2. Make your health a priority.

Easier said than done most days. I had one break down day where I totally ate my feelings (yes box of Moon Pies, I am talking to you). If you are feeling lonely then you need to make yourself a priority. If you need to change something with your physical, nutritional, or mental health, then by all means do it!

  • Physical Health – Stay physically healthy by joining a workout group or participating in a workout challenge for the time your spouse is deployed or gone for a long period of time. I have found that I am able to sweat out a good amount of the stress that has built up around me. This has meant that sometimes I have been crying or on the verge of tears in a yoga class or at the gym. If this has happened to you then just do what I do and tell yourself that it is okay. Everything is going to be okay.
  • Nutritional Health – Sometimes focusing your energy on eating particularly healthfully can help you mentally, especially if you can pinpoint the way certain foods make you feel. I have foods that I keep around for comfort like pasta and rice. When I make a dinner that includes these items I find that I am happier, but eating a tub of ice cream brings on the opposite emotions and I just want to crawl in a bed and cry myself to sleep.
  • Mental Health – Often, when I’m upset, I tell myself to put my big girl panties on and deal, because there are people out there that have it worse than me. But other times, I still need to have my breakdown moment. I know that if I have more than a few breakdowns in a short time period it is time to call my mom or talk to a friend. You need to acknowledge when you need help and when you need to talk to someone. I am lucky and I have a great support team that has offered advice on numerous fronts, like losing a pet, have a child while your spouse is deployed, and just living alone.

3. Get some shut eye.

Getting one or two extra hours of sleep can do wonders for your health. There are so many health benefits to getting a good night’s sleep. So why is it that sleep seems impossible when you’re feeling lonely? I wish I knew. But, when I feel lonely I know that sleep is one of the things that can help me the most so I order myself to set a routine — in bed by 10 p.m. and lights out by 11 p.m.

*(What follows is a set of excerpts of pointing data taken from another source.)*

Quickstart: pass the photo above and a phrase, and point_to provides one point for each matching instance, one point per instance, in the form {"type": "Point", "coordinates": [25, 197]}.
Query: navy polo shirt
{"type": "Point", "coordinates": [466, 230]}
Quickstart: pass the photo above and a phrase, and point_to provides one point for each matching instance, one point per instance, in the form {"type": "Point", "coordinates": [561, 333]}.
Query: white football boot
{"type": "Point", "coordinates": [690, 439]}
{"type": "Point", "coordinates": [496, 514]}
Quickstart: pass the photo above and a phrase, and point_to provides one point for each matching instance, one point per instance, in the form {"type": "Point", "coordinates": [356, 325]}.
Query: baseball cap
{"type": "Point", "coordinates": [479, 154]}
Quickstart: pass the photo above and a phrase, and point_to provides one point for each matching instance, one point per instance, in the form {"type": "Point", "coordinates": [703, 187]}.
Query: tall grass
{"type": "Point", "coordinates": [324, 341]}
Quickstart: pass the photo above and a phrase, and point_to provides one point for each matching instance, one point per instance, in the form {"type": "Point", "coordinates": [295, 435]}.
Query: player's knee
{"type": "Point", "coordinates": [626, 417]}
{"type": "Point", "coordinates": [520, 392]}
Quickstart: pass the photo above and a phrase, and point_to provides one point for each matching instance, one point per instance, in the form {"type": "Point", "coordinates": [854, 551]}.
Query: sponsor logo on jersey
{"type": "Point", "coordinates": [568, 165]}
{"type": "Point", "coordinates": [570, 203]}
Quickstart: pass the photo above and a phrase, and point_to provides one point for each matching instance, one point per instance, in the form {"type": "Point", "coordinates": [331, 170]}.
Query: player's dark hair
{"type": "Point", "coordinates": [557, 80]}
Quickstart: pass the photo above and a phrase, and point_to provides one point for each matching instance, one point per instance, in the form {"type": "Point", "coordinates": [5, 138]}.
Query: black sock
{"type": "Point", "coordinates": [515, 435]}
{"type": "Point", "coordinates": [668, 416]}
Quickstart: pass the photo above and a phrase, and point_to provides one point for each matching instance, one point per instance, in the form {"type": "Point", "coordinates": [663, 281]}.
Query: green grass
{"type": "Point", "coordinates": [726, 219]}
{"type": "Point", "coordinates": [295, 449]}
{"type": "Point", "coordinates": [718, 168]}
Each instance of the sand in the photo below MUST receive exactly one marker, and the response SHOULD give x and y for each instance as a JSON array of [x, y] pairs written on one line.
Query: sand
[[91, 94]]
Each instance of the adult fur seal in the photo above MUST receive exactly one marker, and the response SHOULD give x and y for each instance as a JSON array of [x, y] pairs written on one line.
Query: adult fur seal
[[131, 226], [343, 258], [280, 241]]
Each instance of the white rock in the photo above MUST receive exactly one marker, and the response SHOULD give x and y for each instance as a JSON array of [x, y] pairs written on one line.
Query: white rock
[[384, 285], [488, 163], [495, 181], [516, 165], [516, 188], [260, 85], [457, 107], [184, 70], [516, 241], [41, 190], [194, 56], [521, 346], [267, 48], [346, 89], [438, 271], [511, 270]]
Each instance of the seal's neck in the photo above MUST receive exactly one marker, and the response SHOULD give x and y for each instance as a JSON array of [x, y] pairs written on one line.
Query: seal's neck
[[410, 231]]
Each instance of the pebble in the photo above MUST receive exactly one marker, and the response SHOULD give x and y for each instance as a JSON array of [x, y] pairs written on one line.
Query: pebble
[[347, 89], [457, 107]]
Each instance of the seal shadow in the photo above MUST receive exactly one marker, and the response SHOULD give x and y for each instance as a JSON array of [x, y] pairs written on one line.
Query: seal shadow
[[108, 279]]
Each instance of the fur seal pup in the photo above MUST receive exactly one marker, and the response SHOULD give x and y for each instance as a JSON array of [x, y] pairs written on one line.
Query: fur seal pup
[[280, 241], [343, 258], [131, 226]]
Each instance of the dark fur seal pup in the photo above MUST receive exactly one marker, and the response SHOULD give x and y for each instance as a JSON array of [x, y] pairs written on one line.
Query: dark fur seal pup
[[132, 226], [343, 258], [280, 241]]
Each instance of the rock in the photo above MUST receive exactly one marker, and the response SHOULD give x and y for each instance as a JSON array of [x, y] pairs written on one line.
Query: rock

This helps for those mornings that I wake up early and feel like getting in a yoga practice or a run (I loved a run in the morning before I had morning sickness!).

4. Do something for yourself.

Designate a day for pampering, whether that is a spa day or just a day when you sit on the porch with a cup of lemonade. Decompress. The idea is to get out and experience something that makes you happy. This can even mean giving yourself the day off from the gym to sit on the couch, watch movies all day, and eat those sweets you have been craving.

5. Make sure to see people.

This has been my lifesaver these last few months. I have friends and family who have scheduled time to either see me or call me on the phone on a regular basis. This helps provide accountability in my schedule. Often it’s the weekend when I find I haven’t talked to a single person all day. That is when I realize that I need to get up and get out and go to the gym, the grocery store, or pick up dinner at one of my favorite restaurants. It’s great to have weekly events when you see the same people. For instance, I try to make it to a yoga class every Thursday. And on Sundays, I have an open invitation from some friends who let me drop by in the evening just to talk for a few hours. If you’re a mom, Hello Mamas, a free social site, can help you find like-minded moms in your area so you can grow your local support network.